クラウドマイニングという事業にも力を入れています。これは、個人では難しいマイニングを、大手のマイニングプールを貸し出すことで投資を行うサービスです。仮想通貨の別の側面で投資ができるとして注目を集めています。自社の取引所にマイニングで得た仮想通貨を直接供給することを検討しています。マイニングを自社で手がければ取引の流動性が高まり、利用しやすくなります。
仮想通貨が実用化しないのは、規制当局が消費者保護を怠っているからだという声も上がっています。

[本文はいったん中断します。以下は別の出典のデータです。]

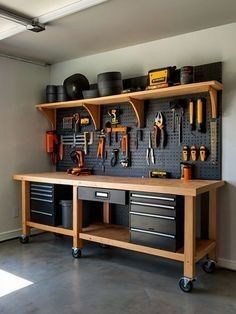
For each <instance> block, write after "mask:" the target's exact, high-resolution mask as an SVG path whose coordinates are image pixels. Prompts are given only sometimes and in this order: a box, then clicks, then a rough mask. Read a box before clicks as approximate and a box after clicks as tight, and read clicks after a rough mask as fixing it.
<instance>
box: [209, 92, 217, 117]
mask: <svg viewBox="0 0 236 314" xmlns="http://www.w3.org/2000/svg"><path fill="white" fill-rule="evenodd" d="M209 94H210V99H211V117H212V119H216V118H217V90H216V89H214V88H212V87H210V88H209Z"/></svg>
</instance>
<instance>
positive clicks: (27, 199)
mask: <svg viewBox="0 0 236 314" xmlns="http://www.w3.org/2000/svg"><path fill="white" fill-rule="evenodd" d="M21 201H22V205H21V207H22V236H28V235H29V234H30V227H28V226H27V221H29V220H30V183H29V182H28V181H22V184H21Z"/></svg>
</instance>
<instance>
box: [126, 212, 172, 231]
mask: <svg viewBox="0 0 236 314" xmlns="http://www.w3.org/2000/svg"><path fill="white" fill-rule="evenodd" d="M130 227H131V228H137V229H144V230H148V231H154V232H161V233H167V234H171V235H176V221H175V217H168V216H162V215H154V214H146V213H138V212H133V211H132V212H130Z"/></svg>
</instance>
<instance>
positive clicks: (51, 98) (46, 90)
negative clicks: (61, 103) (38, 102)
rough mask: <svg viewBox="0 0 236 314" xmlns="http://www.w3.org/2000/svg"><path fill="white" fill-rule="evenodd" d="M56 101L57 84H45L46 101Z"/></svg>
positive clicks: (53, 101) (56, 95) (48, 101)
mask: <svg viewBox="0 0 236 314" xmlns="http://www.w3.org/2000/svg"><path fill="white" fill-rule="evenodd" d="M56 101H57V86H56V85H47V86H46V102H56Z"/></svg>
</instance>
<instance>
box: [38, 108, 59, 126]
mask: <svg viewBox="0 0 236 314" xmlns="http://www.w3.org/2000/svg"><path fill="white" fill-rule="evenodd" d="M38 110H39V111H41V112H42V113H43V115H44V116H45V117H46V118H47V120H48V122H49V123H50V125H51V128H52V130H55V129H56V109H48V108H40V107H38Z"/></svg>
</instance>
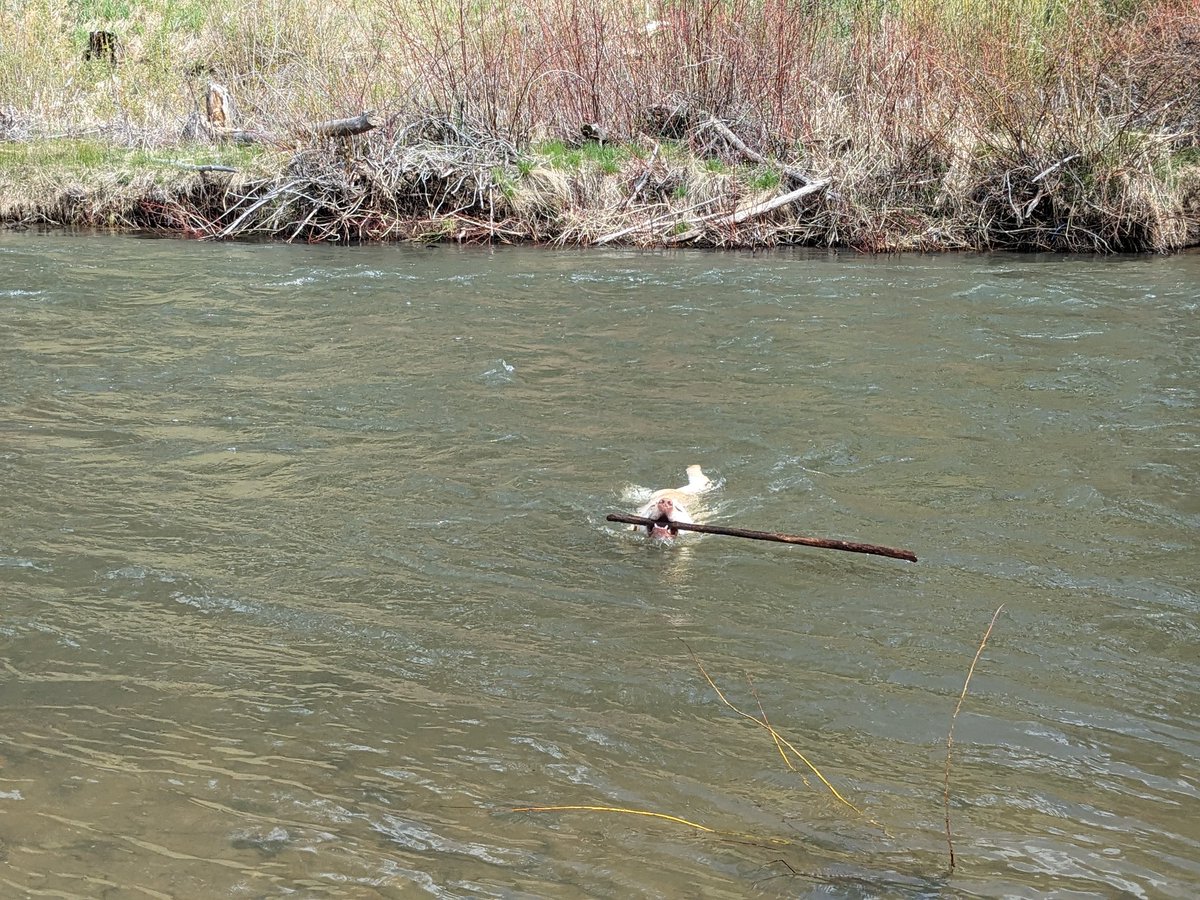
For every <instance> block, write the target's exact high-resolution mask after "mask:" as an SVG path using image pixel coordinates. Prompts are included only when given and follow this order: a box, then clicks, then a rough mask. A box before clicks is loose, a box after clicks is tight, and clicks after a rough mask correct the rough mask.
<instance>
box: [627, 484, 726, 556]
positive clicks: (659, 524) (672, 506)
mask: <svg viewBox="0 0 1200 900" xmlns="http://www.w3.org/2000/svg"><path fill="white" fill-rule="evenodd" d="M712 488H713V482H712V481H709V480H708V475H706V474H704V473H703V470H702V469H701V468H700V466H689V467H688V484H686V485H684V486H683V487H667V488H664V490H661V491H655V492H654V493H652V494H650V499H649V500H647V502H646V505H643V506H642V508H641V509H640V510H638V511H637V515H640V516H642V517H643V518H655V520H662V518H666V520H667V521H668V522H683V523H684V524H692V523H695V521H696V520H695V518H692V517H691V512H689V510H688V506H689V505H690V504H691V503H692V500H694V498H695V497H697V496H698V494H702V493H704V492H706V491H710V490H712ZM676 534H678V532H674V533H672V530H671V528H670V527H668V526H662V524H658V523H655V524H654V526H652V527H650V536H652V538H662V539H666V540H670V539H671V538H674V536H676Z"/></svg>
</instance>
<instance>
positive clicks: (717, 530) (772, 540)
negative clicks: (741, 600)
mask: <svg viewBox="0 0 1200 900" xmlns="http://www.w3.org/2000/svg"><path fill="white" fill-rule="evenodd" d="M605 518H606V520H607V521H608V522H624V523H625V524H637V526H644V527H646V528H647V529H649V528H652V527H653V526H660V527H665V528H668V529H670V530H671V533H672V534H674V533H677V532H698V533H700V534H724V535H727V536H730V538H749V539H751V540H756V541H775V542H776V544H802V545H804V546H805V547H820V548H821V550H845V551H846V552H847V553H870V554H872V556H877V557H892V558H893V559H906V560H908V562H910V563H916V562H917V554H916V553H913V552H912V551H911V550H901V548H900V547H884V546H881V545H878V544H860V542H858V541H841V540H834V539H830V538H804V536H802V535H799V534H780V533H779V532H752V530H750V529H748V528H726V527H725V526H703V524H697V523H688V522H672V521H670V520H667V518H666V517H662V518H647V517H644V516H631V515H628V514H625V512H610V514H608V515H607V516H605Z"/></svg>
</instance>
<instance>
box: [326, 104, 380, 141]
mask: <svg viewBox="0 0 1200 900" xmlns="http://www.w3.org/2000/svg"><path fill="white" fill-rule="evenodd" d="M378 125H379V116H377V115H376V114H374V112H373V110H371V109H368V110H367V112H365V113H359V114H358V115H354V116H350V118H349V119H332V120H330V121H328V122H317V124H316V125H310V126H308V127H310V130H311V131H312V133H313V134H317V136H318V137H323V138H348V137H350V136H353V134H361V133H362V132H365V131H371V130H372V128H374V127H377V126H378Z"/></svg>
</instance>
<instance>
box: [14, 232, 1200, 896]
mask: <svg viewBox="0 0 1200 900" xmlns="http://www.w3.org/2000/svg"><path fill="white" fill-rule="evenodd" d="M1198 311H1200V257H1198V256H1195V254H1192V256H1187V254H1186V256H1178V257H1174V258H1165V259H1164V258H1114V259H1097V258H1080V259H1073V258H1063V257H1016V256H947V257H919V256H913V257H898V258H883V257H881V258H871V257H859V256H840V254H828V253H786V252H773V253H766V254H749V253H745V254H740V253H739V254H732V253H731V254H718V253H698V252H696V253H692V252H677V253H676V252H673V253H650V252H630V251H605V252H574V251H569V252H563V251H545V250H527V248H500V250H496V251H488V250H484V248H456V247H436V248H416V247H349V248H347V247H340V248H338V247H298V246H280V245H242V244H230V245H218V244H197V242H187V241H176V240H152V239H139V238H118V236H103V235H65V234H35V233H25V234H14V233H7V234H4V235H0V504H2V506H0V685H2V688H0V691H2V692H0V698H2V700H0V894H2V895H6V896H30V898H32V896H55V898H131V896H150V898H163V896H170V898H208V896H258V898H275V896H304V898H325V896H329V898H391V896H408V895H432V896H443V898H487V896H491V898H628V896H707V898H739V896H746V895H761V896H822V898H826V896H835V898H874V896H980V898H992V896H1028V898H1032V896H1042V895H1046V894H1054V895H1057V896H1072V898H1092V896H1094V898H1109V896H1118V895H1121V896H1132V898H1156V896H1184V895H1192V894H1195V893H1198V892H1200V764H1198V758H1200V634H1198V612H1200V598H1198V593H1200V552H1198V551H1200V540H1198V535H1200V490H1198V485H1200V452H1198V451H1200V414H1198V413H1200V316H1198ZM692 463H696V464H701V466H702V467H703V468H704V470H706V473H707V474H708V475H709V476H710V478H712V479H713V480H714V481H715V482H716V488H715V490H714V491H713V492H710V493H709V494H706V496H704V497H703V498H701V499H702V509H701V510H700V512H701V514H702V515H703V516H706V521H708V522H710V523H715V524H726V526H734V527H743V528H756V529H768V530H778V532H790V533H798V534H806V535H816V536H824V538H842V539H851V540H862V541H870V542H874V544H886V545H892V546H901V547H907V548H911V550H913V551H914V552H916V553H917V554H918V557H919V562H918V563H916V564H913V563H905V562H900V560H895V559H887V558H880V557H871V556H860V554H852V553H844V552H836V551H827V550H815V548H806V547H794V546H786V545H781V544H767V542H761V541H752V540H744V539H737V538H727V536H709V535H706V536H697V535H688V536H684V538H680V539H679V540H678V541H674V542H667V541H656V540H649V539H648V538H647V536H644V535H643V534H637V533H634V532H631V530H629V529H628V528H625V527H622V526H617V524H612V523H608V522H606V521H605V515H606V514H607V512H613V511H625V512H628V511H631V510H632V509H634V508H635V506H637V504H638V502H640V500H641V499H644V497H646V496H647V493H648V491H649V490H652V488H658V487H673V486H678V485H680V484H683V482H684V481H685V475H684V468H685V467H686V466H689V464H692ZM1001 605H1003V610H1002V611H1001V612H1000V614H998V617H997V618H996V624H995V628H994V629H992V631H991V634H990V636H989V638H988V641H986V644H985V647H984V649H983V653H982V654H980V656H979V660H978V664H977V665H976V666H974V670H973V674H972V678H971V683H970V690H968V692H967V695H966V697H965V698H964V700H962V703H961V709H960V712H959V714H958V718H956V719H955V720H954V733H953V748H952V756H950V768H949V776H948V797H949V821H950V828H952V835H953V841H954V852H955V859H956V868H955V869H954V871H953V872H948V871H947V870H948V858H949V845H948V840H947V808H946V797H947V737H948V732H949V728H950V722H952V715H953V713H954V710H955V706H956V704H958V703H959V698H960V695H961V692H962V689H964V683H965V679H966V677H967V673H968V672H970V671H971V666H972V660H973V658H974V655H976V652H977V649H978V648H979V647H980V642H982V640H983V637H984V634H985V631H986V629H988V625H989V623H990V622H991V619H992V616H994V613H995V612H996V610H997V608H998V607H1000V606H1001ZM701 666H702V667H703V670H701ZM706 672H707V676H708V677H709V678H710V679H712V683H713V684H710V683H709V682H708V680H707V678H706V674H704V673H706ZM713 685H716V686H718V688H719V689H720V690H721V692H722V695H724V698H725V700H726V701H727V702H728V704H726V703H725V702H722V696H721V695H718V694H716V691H714V688H713ZM731 706H732V707H737V709H740V710H742V712H743V713H745V714H746V715H738V713H736V712H734V710H733V709H732V708H731ZM750 716H755V718H758V719H762V718H764V716H766V720H767V721H769V722H770V725H772V726H774V728H776V730H778V733H779V734H780V736H781V737H782V738H786V739H787V740H788V742H790V743H791V745H792V746H793V748H794V750H796V751H797V754H793V752H792V751H791V750H790V749H787V746H786V745H776V743H775V740H774V738H773V737H772V734H770V733H769V732H768V730H767V728H764V727H763V726H762V725H761V724H757V722H755V721H752V720H751V719H750ZM781 746H782V749H781ZM798 754H802V755H803V760H806V761H808V762H809V763H811V766H812V767H815V768H816V769H817V770H820V776H818V775H817V774H816V773H815V772H814V769H812V768H810V767H809V766H808V764H806V763H805V762H804V761H803V760H802V758H800V756H799V755H798ZM787 761H791V763H792V764H793V766H794V770H791V769H790V768H788V762H787ZM834 791H835V792H836V793H835V792H834ZM530 806H538V808H545V806H559V808H562V806H571V808H588V809H556V810H533V811H530V810H528V809H524V808H530ZM614 810H626V811H614ZM637 812H653V814H661V816H670V817H673V818H665V817H656V816H647V815H636V814H637ZM679 820H683V821H679ZM708 829H710V830H708Z"/></svg>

仮想通貨は中央に依存しない通貨なので保護を期待すべきではないという意見もありますが、法整備が進めば庶民の関心も高まるはずです。所有している人が増えれば、企業も仮想通貨による決済などのサービスを導入していくでしょう。
仮想通貨業界の動きは混沌としています。国家や規制当局が消極的な姿勢を見せている一方で、事業を展開する企業もあります。個人レベルでは増々浸透していくと見られ、保有している人が増えれば流れも変わってくるはずです。値動きや新しいテクノロジーなど、日進月歩で変化していく仮想通貨から今後も目が離せません。